The age-old mantra of "data is the new oil" has evolved. In today's hyper-connected, AI-driven digital economy, real-time data is the new oxygen. And DSPs are the circulatory system.
According to the report, 89% of IT leaders believe DSPs ease AI adoption by addressing foundational hurdles like data access, quality assurance, and governance. An overwhelming 86% have prioritised data streaming in their 2025 tech roadmaps, up significantly from previous years. Hence, this is not hype; it is a strategic realignment.
The need for speed is evident: 44% IT leaders reported 5x ROI on data streaming investments, and 52% of those at maturity Levels 4 and 5, utilising advanced streaming adoption report exponential returns. But even beginners (Level 2) are not far behind, 74% report at least 2x to 5x ROI.
From integration nightmares to streaming nirvana
One of the most persistent challenges in data architecture is fragmented systems and data silos. The report finds 68% of organisations are struggling with inconsistent data sources, 63% of fragmented ownership, and 67% of data quality issues.
In such scenario, DSPs help streamline access, enforce governance, and unify fragmented architectures. This ability to "connect and clean in motion" is vital not just for IT operations but for business agility and regulatory compliance.a
The thought very well aligns with what McKinsey and Gartner have also been highlighting: enterprise data maturity is shifting from batch-heavy legacy systems to real-time pipelines that support federated architectures, AI readiness, and data mesh strategies.
The real enabler of AI
AI is only as good as the data it learns from and how quickly that data arrives. Confluent’s report reveals 87% of IT leaders now use DSPs to feed AI systems, with particular emphasis on GenAI, AI-enhanced analytics, and agentic AI.

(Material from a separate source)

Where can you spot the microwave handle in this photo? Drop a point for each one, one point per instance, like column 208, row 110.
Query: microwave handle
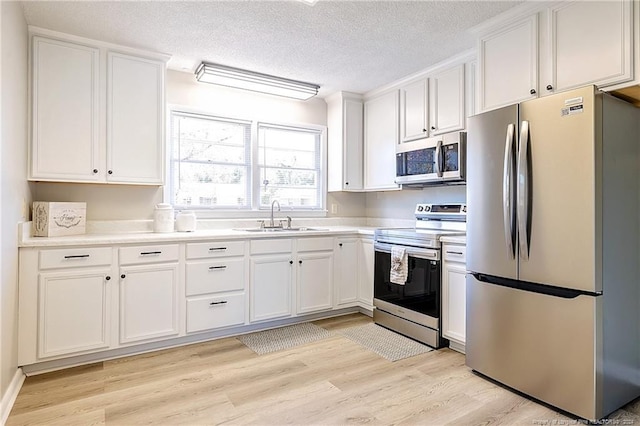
column 439, row 159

Yet, the AI journey is still hampered by systemic issues like fragmented ownership, infrastructure constraints, and limited ability to integrate new data sources.

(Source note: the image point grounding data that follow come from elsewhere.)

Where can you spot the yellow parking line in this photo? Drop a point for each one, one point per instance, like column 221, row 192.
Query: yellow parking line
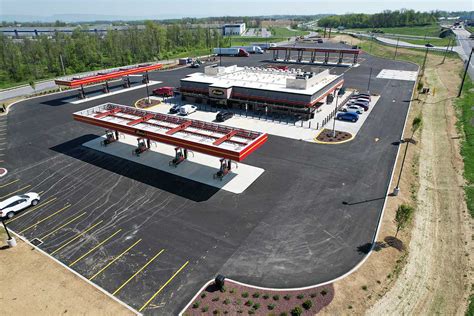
column 90, row 251
column 75, row 237
column 32, row 209
column 11, row 193
column 163, row 286
column 63, row 225
column 136, row 273
column 44, row 219
column 7, row 184
column 115, row 259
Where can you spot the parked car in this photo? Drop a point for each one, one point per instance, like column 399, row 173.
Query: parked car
column 364, row 105
column 164, row 91
column 224, row 116
column 175, row 108
column 353, row 109
column 347, row 116
column 187, row 109
column 13, row 205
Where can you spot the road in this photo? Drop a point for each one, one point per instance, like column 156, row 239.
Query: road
column 466, row 45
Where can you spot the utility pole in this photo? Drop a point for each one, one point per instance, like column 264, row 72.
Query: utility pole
column 370, row 76
column 465, row 72
column 396, row 48
column 62, row 64
column 447, row 49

A smarter way to architect data pipelines
The concept of “shifting left,” borrowed from DevOps, is gaining ground in data integration. Instead of fixing bad data downstream, organisations are embedding data quality checks, governance, and transformations closer to the source.
This shift results in reduced latency, lower processing costs, better data discoverability, and faster innovation. 93% of IT leaders recognise at least four key benefits of this approach. DSPs, with capabilities like inline policy enforcement, embedded processing, and discovery mechanisms, are the linchpin to making shift-left real.
Confluent’s report also touches on the rise of data products, reusable, governed data streams designed to serve multiple internal consumers. This approach is instrumental in dismantling siloed ownership and building a shared enterprise view of data.
Other reports from Snowflake, Databricks, and Forrester echo this evolution. The focus has moved beyond “big data” to "good data", trusted, contextual, and universally accessible. In a world where AI agents and real-time decision-making are the new competitive edge, data streaming is no longer just middleware; it is strategy.
As organisations invest heavily in AI, cloud, and edge architectures, DSPs are proving to be the connective tissue of this new world. They are not just pipelines; they are turning out to be platforms for intelligence.
It seems data streaming is no longer a choice. It’s an imperative. The question is not if you will adopt it, but how fast you can mature along the streaming curve before the competitors do.